Meta-analysis results
CR, PR, DC, and SD in 6 months after conventional TACE and DEB-TACE were compared. No significant difference was found between these two treatments (6M CR: Pooled RR: 1.06 95% CI: (0.84, 1.34) P = 0.170, 6M PR: Pooled RR: 1.05 95% CI: (0.75, 1.46) P = 0.609, 6M DC: Pooled RR: 1.06 95% CI: (0.93, 1.20) P = 0.113, 6M SD: Pooled RR: 1.14 95% CI: (0.65, 2.00) P = 0.251) [Figure 2]. In addition, OR at 3, 6, 9, and 12 months were also compared, and the results showed no significant difference between the two treatment modalities (3M OR: Pooled RR: 1.04 95% CI: (0.87, 1.25) P = 0.491, 6M OR pooled RR: 1.06 95% CI: (0.91, 1.23) P = 0.093, 9M OR: Pooled RR: 1.11 95% CI: (0.89, 1.38) P = 0.105, 12M OR: Pooled RR: 1.06 95% CI: (0.97, 1.25) P = 0.707) [Figure 3]. Furthermore, there was no significant difference in OS and major complications (OS: Pooled RR: 0.96, 95% CI: 0.69, 1.32 P = 0.715, Complications: Pooled RR: 1.22 95% CI: 0.87, 1.71 P = 0.255) [Figure 4]. | Figure 2: Forest plot of complete response, partial response, disease control, stable disease
Click here to view |
| > Discussion | | |
To date, most HCC patients have no choice but to receive surgical resection owing to the advanced stage of the disease.
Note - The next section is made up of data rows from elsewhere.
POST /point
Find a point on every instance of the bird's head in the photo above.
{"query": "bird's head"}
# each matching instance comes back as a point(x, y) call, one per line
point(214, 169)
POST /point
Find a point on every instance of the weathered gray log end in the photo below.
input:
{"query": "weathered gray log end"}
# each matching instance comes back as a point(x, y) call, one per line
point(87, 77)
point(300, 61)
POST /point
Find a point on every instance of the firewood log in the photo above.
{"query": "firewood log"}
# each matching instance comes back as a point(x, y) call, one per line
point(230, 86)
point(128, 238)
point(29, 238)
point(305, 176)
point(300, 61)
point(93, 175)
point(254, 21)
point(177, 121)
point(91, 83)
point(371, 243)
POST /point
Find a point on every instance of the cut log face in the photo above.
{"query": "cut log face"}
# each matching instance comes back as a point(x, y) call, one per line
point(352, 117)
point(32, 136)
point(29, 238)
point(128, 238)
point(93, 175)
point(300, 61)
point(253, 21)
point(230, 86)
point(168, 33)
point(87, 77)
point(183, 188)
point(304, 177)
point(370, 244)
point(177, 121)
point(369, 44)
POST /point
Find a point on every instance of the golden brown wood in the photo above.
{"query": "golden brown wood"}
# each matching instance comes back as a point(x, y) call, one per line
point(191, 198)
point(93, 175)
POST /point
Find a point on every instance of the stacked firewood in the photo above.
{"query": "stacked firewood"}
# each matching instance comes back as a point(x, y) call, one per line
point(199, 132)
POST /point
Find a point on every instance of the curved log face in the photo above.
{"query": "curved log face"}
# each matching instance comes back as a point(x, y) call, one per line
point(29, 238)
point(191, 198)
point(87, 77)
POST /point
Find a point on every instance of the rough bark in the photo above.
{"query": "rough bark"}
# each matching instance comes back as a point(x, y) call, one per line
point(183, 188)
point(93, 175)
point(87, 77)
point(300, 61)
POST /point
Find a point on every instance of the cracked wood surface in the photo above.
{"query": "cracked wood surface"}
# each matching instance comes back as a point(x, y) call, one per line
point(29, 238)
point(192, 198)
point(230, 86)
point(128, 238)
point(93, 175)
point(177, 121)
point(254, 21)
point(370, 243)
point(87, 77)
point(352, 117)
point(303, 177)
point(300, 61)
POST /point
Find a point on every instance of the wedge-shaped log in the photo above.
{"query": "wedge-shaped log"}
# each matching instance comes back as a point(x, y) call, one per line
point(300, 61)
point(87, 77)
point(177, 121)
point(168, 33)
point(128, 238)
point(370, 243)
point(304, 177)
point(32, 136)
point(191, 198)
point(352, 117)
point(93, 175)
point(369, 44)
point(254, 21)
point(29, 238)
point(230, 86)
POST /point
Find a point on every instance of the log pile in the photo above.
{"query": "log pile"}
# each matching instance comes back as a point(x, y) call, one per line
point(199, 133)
However, only 30% of patients are suitable for surgical operation and nearly 50% of patients will progress to intrahepatic metastasis.[26] TACE is considered the standard therapy for patients with intermediate-stage HCC. Nevertheless, many studies have found that HCC cannot be completely eradicated with TACE alone.[27],[28] As a novel therapy, DEB-TACE shows promising prospect in clinical use by increasing patients' median survival up to 3 years.[29] However, it remains a controversy whether DEB-TACE has higher efficiency and safety than cTACE.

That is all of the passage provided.